Regulations concerning auto emissions, though, became much stricter in 1970 with the U.S. government's passage of the U.S. Clean Air Act. Japan immediately followed suit, moving to tighten its own regulations. Then, in October 1973, war in the Middle East broke out, sending the world's crude-oil prices to a level four times higher. The result was an oil crisis that caused significant confusion to the global economy.
The oil crisis and new emissions regulations also brought about a shift in the passenger-car market, reflecting an emerging consumer trend. That trend was one in which car buyers were no longer satisfied to own cars that eschewed any degree of functionality in favor of outright size and luxury. Instead, they wanted cleaner, more economical family cars that offered greater fuel-efficiency.
The tide of social sentiment was turning toward Japan, and consequently, Honda responded by introducing the Civic in 1972 as a full-scale, economy vehicle. The Civic CVCC model equipped with a low pollution CVCC engine followed in 1973, further answering the market demand for a clean-burning car. However, since it was the newest entrant in a huge and hotly contested market, Honda was quickly saddled with the reputation as a small auto maker with only a handful of models, like the Civic and mini cars.
Therefore, Honda R&D rolled into 1972 with a project designed to develop a full-scale, compact car for mass production. "Quiet ride" was a key phrase at the start of the project, and in that regard all phases of design were to reflect a high degree of integrity and attention to detail.

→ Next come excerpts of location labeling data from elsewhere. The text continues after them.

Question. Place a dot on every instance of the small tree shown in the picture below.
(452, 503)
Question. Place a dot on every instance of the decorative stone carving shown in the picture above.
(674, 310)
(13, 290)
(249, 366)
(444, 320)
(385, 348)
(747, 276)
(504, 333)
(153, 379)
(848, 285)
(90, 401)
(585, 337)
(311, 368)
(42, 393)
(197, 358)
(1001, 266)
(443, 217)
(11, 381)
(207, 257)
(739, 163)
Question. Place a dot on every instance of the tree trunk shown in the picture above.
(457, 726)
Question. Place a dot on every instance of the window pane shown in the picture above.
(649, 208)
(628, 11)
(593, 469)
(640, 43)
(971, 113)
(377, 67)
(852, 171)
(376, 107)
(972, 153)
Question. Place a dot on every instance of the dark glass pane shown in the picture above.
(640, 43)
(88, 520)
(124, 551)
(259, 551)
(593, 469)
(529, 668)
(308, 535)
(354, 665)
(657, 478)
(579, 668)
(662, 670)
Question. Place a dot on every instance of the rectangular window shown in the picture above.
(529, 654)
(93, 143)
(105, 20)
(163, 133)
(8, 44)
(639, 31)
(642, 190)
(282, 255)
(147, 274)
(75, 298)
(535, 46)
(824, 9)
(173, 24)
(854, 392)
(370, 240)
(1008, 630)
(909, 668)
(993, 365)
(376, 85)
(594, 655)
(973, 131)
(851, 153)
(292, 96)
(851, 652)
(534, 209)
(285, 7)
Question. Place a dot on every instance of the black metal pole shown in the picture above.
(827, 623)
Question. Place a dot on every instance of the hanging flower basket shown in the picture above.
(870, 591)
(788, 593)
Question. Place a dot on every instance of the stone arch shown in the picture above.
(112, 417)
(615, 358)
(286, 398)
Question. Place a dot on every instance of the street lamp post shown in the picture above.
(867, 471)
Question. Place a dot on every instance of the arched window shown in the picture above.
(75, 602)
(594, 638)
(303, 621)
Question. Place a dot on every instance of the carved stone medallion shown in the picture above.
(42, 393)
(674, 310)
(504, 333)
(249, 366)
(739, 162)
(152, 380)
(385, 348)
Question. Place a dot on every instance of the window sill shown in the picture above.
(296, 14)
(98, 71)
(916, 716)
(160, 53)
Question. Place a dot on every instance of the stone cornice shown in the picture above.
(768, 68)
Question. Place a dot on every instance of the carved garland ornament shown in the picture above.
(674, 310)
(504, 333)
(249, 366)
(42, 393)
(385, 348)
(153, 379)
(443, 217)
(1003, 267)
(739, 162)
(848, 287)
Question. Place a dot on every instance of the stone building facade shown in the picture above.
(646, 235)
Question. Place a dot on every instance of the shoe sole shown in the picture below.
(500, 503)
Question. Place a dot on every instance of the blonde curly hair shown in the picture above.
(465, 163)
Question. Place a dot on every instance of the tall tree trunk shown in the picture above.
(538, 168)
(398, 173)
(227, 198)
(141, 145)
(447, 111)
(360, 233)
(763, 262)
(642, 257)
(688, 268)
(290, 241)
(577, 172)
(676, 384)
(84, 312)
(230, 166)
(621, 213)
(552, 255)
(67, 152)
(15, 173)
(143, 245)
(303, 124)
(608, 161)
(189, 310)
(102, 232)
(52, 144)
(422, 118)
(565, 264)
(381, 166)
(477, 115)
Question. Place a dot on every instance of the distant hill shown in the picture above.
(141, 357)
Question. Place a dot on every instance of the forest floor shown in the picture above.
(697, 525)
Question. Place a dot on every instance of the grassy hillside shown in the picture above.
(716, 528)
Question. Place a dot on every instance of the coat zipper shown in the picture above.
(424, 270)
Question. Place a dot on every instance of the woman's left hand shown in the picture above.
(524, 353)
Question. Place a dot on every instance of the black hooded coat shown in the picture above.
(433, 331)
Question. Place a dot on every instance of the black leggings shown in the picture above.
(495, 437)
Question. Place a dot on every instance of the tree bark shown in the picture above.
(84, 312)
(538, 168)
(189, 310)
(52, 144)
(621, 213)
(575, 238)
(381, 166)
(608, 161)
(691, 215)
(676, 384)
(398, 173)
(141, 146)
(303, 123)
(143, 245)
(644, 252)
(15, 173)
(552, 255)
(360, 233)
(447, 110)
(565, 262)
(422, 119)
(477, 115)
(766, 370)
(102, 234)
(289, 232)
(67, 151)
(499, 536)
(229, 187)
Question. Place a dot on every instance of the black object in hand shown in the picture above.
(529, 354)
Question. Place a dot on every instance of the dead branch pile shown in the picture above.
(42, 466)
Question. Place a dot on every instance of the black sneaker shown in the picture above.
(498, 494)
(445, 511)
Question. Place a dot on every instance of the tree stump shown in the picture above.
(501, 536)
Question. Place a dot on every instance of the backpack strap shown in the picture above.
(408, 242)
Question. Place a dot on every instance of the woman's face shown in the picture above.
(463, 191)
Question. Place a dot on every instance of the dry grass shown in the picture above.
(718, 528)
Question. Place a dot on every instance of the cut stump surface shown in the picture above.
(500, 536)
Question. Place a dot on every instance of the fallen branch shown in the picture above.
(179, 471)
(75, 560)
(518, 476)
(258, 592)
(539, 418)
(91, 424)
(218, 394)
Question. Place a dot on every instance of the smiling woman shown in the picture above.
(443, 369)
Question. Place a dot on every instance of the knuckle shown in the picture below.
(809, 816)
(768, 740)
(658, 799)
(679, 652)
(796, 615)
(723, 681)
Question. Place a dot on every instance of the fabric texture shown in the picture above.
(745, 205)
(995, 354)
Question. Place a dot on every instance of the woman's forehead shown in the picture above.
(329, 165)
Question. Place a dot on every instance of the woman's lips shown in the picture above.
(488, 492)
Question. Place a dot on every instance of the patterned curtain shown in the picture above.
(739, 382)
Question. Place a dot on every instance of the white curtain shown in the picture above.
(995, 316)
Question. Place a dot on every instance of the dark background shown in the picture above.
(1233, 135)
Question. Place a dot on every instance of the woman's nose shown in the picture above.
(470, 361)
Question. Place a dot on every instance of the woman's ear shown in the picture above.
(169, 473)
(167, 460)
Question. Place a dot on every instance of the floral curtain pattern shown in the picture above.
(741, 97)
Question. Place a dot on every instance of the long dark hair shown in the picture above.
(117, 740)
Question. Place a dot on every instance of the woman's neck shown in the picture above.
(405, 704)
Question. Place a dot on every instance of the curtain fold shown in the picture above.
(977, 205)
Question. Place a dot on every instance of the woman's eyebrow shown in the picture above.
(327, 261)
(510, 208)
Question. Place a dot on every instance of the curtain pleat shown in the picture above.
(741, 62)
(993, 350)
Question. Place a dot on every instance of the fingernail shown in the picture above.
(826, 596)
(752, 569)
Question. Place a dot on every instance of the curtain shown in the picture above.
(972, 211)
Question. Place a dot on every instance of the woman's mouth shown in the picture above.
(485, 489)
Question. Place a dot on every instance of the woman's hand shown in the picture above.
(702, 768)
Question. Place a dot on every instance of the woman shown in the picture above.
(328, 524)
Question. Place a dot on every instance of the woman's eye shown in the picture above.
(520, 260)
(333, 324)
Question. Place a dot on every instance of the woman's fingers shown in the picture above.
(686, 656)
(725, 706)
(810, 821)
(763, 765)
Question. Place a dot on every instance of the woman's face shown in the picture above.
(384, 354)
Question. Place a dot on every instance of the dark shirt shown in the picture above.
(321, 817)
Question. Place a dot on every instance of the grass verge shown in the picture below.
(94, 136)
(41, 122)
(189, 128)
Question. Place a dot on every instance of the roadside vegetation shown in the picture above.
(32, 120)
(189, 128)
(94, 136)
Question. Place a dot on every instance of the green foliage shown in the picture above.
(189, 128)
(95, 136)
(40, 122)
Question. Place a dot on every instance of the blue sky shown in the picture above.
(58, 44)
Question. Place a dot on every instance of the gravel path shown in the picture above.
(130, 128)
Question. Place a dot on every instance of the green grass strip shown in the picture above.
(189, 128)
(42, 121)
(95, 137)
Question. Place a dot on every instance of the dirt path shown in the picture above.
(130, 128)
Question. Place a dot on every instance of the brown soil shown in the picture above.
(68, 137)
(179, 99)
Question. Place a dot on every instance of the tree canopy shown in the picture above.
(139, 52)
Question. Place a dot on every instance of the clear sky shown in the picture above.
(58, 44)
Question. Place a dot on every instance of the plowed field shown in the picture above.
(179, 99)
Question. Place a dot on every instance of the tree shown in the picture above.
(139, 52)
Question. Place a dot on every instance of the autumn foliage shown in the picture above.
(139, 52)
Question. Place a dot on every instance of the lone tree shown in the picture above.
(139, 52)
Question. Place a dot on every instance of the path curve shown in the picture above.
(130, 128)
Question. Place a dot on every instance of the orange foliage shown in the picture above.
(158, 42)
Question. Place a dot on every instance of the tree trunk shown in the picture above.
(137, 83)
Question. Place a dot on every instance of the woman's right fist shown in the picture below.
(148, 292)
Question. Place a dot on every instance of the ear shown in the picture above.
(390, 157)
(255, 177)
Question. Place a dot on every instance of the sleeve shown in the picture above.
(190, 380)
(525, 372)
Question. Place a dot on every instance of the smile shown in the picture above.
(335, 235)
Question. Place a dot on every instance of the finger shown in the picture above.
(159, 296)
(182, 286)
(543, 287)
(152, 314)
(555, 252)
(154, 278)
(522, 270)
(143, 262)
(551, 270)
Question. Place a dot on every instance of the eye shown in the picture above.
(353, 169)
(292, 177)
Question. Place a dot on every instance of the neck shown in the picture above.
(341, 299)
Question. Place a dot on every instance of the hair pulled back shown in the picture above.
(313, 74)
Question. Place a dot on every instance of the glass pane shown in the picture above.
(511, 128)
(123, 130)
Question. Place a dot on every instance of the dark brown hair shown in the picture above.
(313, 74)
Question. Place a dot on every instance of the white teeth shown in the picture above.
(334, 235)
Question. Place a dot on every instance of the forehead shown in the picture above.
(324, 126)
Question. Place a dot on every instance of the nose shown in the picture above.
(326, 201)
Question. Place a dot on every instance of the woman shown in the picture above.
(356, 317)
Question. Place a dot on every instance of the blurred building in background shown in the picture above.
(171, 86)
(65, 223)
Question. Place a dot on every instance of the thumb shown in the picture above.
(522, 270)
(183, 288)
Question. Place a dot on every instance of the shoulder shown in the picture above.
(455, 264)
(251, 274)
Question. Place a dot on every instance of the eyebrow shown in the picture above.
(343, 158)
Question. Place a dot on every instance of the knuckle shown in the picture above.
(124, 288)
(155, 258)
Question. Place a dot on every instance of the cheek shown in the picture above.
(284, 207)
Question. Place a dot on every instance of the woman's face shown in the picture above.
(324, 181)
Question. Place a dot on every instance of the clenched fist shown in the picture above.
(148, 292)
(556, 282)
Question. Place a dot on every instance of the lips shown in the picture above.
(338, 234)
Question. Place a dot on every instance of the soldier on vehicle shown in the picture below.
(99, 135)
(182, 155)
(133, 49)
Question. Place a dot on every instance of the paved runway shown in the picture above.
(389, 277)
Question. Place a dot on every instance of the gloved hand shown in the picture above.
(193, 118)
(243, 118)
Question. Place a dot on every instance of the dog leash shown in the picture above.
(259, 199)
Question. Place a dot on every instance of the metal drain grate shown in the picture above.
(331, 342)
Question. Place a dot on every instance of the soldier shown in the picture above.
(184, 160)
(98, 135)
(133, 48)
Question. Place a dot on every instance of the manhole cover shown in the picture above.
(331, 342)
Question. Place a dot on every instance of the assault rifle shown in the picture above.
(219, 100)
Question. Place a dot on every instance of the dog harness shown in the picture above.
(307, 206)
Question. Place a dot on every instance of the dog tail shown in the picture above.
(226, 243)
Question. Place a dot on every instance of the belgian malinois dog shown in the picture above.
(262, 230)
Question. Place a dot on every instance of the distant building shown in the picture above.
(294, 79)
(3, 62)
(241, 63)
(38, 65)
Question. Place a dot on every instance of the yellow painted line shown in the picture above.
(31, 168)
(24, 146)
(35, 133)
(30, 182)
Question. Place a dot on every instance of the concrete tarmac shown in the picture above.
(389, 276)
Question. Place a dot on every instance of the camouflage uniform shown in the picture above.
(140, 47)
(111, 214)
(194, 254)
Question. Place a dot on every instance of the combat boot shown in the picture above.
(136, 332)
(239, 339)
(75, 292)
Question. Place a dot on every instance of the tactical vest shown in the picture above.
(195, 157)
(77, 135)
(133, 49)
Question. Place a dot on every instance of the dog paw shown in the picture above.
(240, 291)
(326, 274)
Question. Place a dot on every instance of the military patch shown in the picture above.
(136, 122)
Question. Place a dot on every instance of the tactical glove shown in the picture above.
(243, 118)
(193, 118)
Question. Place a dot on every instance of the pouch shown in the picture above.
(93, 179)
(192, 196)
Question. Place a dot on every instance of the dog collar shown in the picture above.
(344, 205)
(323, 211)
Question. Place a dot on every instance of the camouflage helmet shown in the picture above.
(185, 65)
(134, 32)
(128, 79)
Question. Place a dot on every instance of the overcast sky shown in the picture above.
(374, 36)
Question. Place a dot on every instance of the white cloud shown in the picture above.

The development staff believed the use of an inline six-cylinder powerplant would offer the best assurance of a quiet ride, so it was decided that the new model would carry a 2000 cc, vertical inline 6-cylinder engine. Their design, to go forward under the "653" development code, would be a luxury four-door sedan incorporating the front-engine/front-wheel-drive (FF) format that Honda had been using since the N360. Thus, with the basic concept in place, development of the 653 was officially under way.
Project development, however, soon encountered difficulties due to changes in the market, prompting several design changes. For all their effort, though, the team had failed to bring the maturity, total balance, and other elements to the required levels. Ultimately, in 1974, the project was canceled.
It was an era of dramatic world change, and the times demanded reforms in the methods that manufacturers used to design their cars. The impact of popular sentiment and governmental regulation was so strong, in fact, that the world's auto makers had to subject their manufacturing philosophies to the most fundamental scrutiny. However, for Honda it was a great opportunity, since the company was at that time lagging behind the more established companies. All automakers were forced to begin again at the same level of development. In the race to develop new compact cars offering greater economy and comfort, yet which could meet the tougher pollution laws.